GuitarHero/RockBand fans... side project anyone?
John Colvin
john.loughran.colvin at gmail.com
Fri Dec 13 01:22:34 PST 2013
On Friday, 13 December 2013 at 03:13:16 UTC, Manu wrote:
> On 13 December 2013 04:52, John Colvin
> <john.loughran.colvin at gmail.com>wrote:
>
>> On Thursday, 12 December 2013 at 18:31:58 UTC, Joseph Rushton
>> Wakeling
>> wrote:
>>
>>> On 12/12/13 19:15, Iain Buclaw wrote:
>>>
>>>> You know, I've never had that... but then again I haven't
>>>> had the
>>>> fortune of being in a band where distance between the first
>>>> and back
>>>> musicians is > 200 metres. (Because sound doesn't travel
>>>> *that* slow
>>>> ;)
>>>>
>>>
>>> Well, it's not _just_ about the speed of sound, there are
>>> also things
>>> like the speed of attack of different instruments and so on.
>>>
>>> Then again, ever been to a performance of one of those pieces
>>> that ask
>>> for some musicians to be placed in different locations round
>>> the back of
>>> the concert hall for spatial effects?
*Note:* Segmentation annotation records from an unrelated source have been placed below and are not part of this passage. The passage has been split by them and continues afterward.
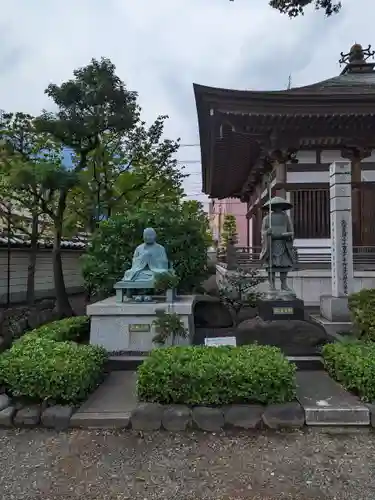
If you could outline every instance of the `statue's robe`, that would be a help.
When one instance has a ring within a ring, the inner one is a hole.
[[[132,267],[125,272],[123,281],[150,281],[166,272],[168,257],[165,248],[158,243],[142,243],[135,249]]]
[[[271,227],[272,238],[267,234]],[[285,238],[284,233],[291,233],[291,237]],[[289,272],[295,264],[293,250],[293,224],[290,217],[285,212],[272,212],[271,224],[270,214],[263,218],[262,229],[262,251],[260,260],[266,269],[270,269],[270,255],[272,259],[272,271]]]

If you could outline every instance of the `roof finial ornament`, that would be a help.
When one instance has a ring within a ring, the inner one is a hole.
[[[361,44],[355,43],[347,54],[341,52],[341,59],[339,60],[340,66],[345,64],[343,73],[351,73],[356,70],[369,70],[372,71],[373,64],[366,63],[367,59],[374,57],[375,50],[371,50],[371,45],[364,49]]]

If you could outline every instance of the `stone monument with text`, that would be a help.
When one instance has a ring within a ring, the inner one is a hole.
[[[100,345],[112,355],[146,353],[157,346],[155,320],[159,311],[177,313],[186,338],[176,338],[176,344],[190,344],[194,334],[194,296],[174,296],[170,301],[158,296],[158,277],[174,273],[164,246],[156,242],[156,231],[147,228],[143,243],[134,251],[132,266],[115,284],[116,297],[109,297],[87,306],[91,318],[90,344]],[[170,344],[168,339],[166,345]]]
[[[167,252],[156,242],[156,231],[148,227],[143,231],[143,243],[134,251],[132,267],[125,271],[122,280],[115,284],[117,302],[122,303],[124,299],[151,302],[149,291],[154,290],[158,276],[165,273],[173,273]],[[133,295],[134,293],[136,294]]]
[[[288,273],[295,269],[293,223],[287,211],[292,205],[280,197],[264,205],[260,260],[268,274],[268,291],[258,300],[258,316],[237,327],[238,345],[258,343],[279,347],[289,356],[314,356],[327,341],[321,326],[305,316],[303,300],[288,286]],[[280,276],[280,288],[276,276]]]
[[[293,247],[293,223],[287,211],[292,204],[276,196],[265,203],[261,237],[260,260],[268,275],[269,289],[259,301],[259,315],[263,319],[304,319],[303,301],[296,298],[288,286],[288,273],[295,268],[297,254]],[[280,276],[280,289],[276,276]]]

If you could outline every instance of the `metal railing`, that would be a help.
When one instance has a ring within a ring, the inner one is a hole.
[[[236,247],[236,264],[240,267],[259,267],[260,247]],[[330,269],[331,247],[297,248],[297,269]],[[225,252],[218,255],[218,261],[227,263]],[[356,271],[375,271],[375,246],[353,247],[353,266]]]

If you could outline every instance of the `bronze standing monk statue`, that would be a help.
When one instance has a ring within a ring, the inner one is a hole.
[[[288,272],[295,264],[293,224],[286,213],[292,208],[292,204],[276,196],[265,203],[263,208],[267,209],[268,213],[264,216],[262,223],[260,260],[267,269],[270,290],[276,290],[275,276],[276,273],[280,273],[281,290],[294,294],[287,285]]]

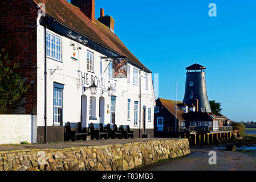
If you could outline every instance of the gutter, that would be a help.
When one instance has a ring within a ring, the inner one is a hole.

Things can get fun
>>> with that ... :-)
>>>
>>>
>>> Only in the recording studio - if the time it takes for
>>> sound to leave
>>>> your instrument, into the microphone, through the walls into
>>>> the
>>>> studio booth, into the mixer (and assuming digital) from the
>>>> mixer to
>>>> the sound card, to the DAW software mixer which is taking the
>>>> recording and mixing it in with the playing tracks (optional
>>>> live
>>>> effects processing being done) back to the sound card, to
>>>> the mixer,
>>>> through the walls into the studio room, into the headphones
>>>> of the
>>>> receiver playing the instrument... is greater than 22ms,
>>>> then the
>>>> person playing experiences a delay in the time he plays to
>>>> the time he
>>>> hears himself in the song. If that happens, you are not in
>>>> a good
>>>> situation. =)
>>>>
>>>
>>> So, if your latency is 22ms, think of how that corresponds to
>>> sound
>>> travelling in space: you only need to be separated by about
>>> 7.5m for that
>>> kind of delay to kick in.
>>>
>>
>> Delay between people isn't really the problem, it's delay in
>> hearing
>> yourself that's the killer. Although 22ms is the normally
>> quoted limit for
>> noticing the latency, it actually depends on frequency. Even
>> regardless of
>> frequency, i typically find that anything less than 64ms is
>> ok, less than
>> 128ms is just about bearable and anything more is a serious
>> problem for
>> recording a tight-sounding performance.
>>
>
> Latency between recording musicians has a strange effect of
> gradually
> slowing the tempo down. Ie, if both musicians are playing with
> headphone
> monitors or something, and there is a small latency in the
> system.
> If you are playing together, but then you feel a 20ms latency
> between you
> and the other musician, you tend to perceive yourself as
> playing slightly
> too fast, and then adjust by slowing a fraction, the same thing
> happens in
> the other direction, so you're both constantly slowing by a
> fraction to
> maintain perception of synchronisation, and the tempo gradually
> slows.
> It's almost an unconscious psychological response, quite hard
> to control in
> the studio.
Interesting. This isn't a phenomena that I've experienced to be
honest, generally people's tendency to speed up has dominated
most sessions that are without click.
Also, 20ms round-trip latency? That's unusually small.